ペイオフ(預金保護)が解禁された平成17(2005)年には当時の日本郵政公社(現ゆうちょ銀行)で投資信託の取り扱いが始まった他、ネット証券会社における取り扱いの拡充も相まって、順調に残高を積み上げてきました。
規制緩和で残高積み上がる
運用面における規制緩和も、投資信託の残高の積み上げに大きな貢献を果たしました。
投資信託に組み入れることができる資産は、国内株式から国内債券、外国証券と次第に拡大され、さらに為替変動リスク低減のための先物予約も行えるようになりました。
また、平成7(1995)年にはヘッジ目的以外のデリバティブ(金融派生商品)の利用も認められるようになり、投資信託の中で元本の何倍もの資金を運用することが可能となりました。今や定番のアセットクラスとなったREIT(リート:不動産投資信託)に投資を行うファンドも、平成15(2003)年の規制緩和を経て誕生したものです。
一連の規制緩和と、バブル崩壊後の株価の低迷、さらにはゼロ金利政策の影響もあり、投資信託の投資対象資産・地域は、次第に拡大していきました。同時に、個人の資産形成において自助努力が求められるようになり、平成16(2004)年には証券優遇税制の適用が開始。2度にわたって適用期間の延長がなされた後、平成25(2013)年末をもって正式に終了し、翌年からNISA(ニーサ:少額投資非課税制度)が始まりました。
そして平成最後の今年2018年は、新たにつみたてNISAの制度が導入されたことで一気に残高が増え、11月末現在の残高は101.28兆円と、2019年度の一般会計予算101兆円を超えています。
平成の30年間は投資信託業界の礎に
振り返ると、平成の30年間は、現在の投資信託業界の礎となるような動きが数多くありました。
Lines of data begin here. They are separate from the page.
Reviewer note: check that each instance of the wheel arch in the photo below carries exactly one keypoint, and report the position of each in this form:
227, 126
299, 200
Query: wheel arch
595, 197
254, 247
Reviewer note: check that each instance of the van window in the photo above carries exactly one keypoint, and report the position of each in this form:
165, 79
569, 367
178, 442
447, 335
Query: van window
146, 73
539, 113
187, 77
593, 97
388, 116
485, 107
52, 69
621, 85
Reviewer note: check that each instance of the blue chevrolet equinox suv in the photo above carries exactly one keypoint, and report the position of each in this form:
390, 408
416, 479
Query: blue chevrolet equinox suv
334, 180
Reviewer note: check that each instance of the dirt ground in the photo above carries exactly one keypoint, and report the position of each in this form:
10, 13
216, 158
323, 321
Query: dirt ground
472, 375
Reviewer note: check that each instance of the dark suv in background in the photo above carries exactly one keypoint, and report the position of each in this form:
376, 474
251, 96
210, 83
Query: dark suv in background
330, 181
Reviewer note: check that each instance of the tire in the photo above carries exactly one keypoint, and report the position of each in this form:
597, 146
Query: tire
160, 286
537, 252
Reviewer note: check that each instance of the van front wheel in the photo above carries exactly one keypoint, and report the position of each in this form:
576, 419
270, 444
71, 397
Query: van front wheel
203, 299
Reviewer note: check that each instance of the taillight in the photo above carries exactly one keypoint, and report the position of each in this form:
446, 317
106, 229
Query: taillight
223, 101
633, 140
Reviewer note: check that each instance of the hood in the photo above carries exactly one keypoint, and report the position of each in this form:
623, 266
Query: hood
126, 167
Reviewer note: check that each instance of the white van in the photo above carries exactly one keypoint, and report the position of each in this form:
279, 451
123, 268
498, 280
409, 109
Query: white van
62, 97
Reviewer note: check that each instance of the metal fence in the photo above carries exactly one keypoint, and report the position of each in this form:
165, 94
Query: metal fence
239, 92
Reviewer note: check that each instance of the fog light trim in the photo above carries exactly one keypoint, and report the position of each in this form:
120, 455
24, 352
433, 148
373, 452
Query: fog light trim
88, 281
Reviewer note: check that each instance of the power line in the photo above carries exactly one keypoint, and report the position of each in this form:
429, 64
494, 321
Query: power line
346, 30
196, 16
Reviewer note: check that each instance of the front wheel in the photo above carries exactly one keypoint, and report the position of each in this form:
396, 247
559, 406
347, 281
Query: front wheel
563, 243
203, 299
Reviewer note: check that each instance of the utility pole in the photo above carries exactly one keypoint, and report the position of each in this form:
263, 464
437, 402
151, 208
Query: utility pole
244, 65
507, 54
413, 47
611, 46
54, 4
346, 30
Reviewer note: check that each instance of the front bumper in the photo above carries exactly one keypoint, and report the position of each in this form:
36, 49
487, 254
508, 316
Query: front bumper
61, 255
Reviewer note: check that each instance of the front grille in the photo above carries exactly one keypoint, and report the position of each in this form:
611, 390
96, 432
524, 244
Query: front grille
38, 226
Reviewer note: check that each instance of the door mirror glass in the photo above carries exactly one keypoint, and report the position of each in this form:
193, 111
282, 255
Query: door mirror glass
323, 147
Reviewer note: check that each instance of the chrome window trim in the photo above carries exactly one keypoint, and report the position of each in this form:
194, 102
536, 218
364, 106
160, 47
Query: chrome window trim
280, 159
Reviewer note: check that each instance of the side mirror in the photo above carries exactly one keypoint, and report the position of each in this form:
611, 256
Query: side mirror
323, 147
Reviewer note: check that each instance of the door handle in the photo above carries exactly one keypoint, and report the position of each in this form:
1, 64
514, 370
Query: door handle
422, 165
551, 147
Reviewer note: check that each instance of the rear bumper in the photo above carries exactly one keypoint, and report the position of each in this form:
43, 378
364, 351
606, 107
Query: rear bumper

また近年は、「貯蓄から資産形成へ」の必要性が本格的に叫ばれるようになったと同時に、いわゆる団塊の世代向けのリスクを抑えた投資信託の設定も増えました。機関投資家の世界では、ビッグデータやAIの活用も着実に進んでいます。今後も、制度・サービス面と、運用面の双方で投資信託の進化に注目していただきたいと思います。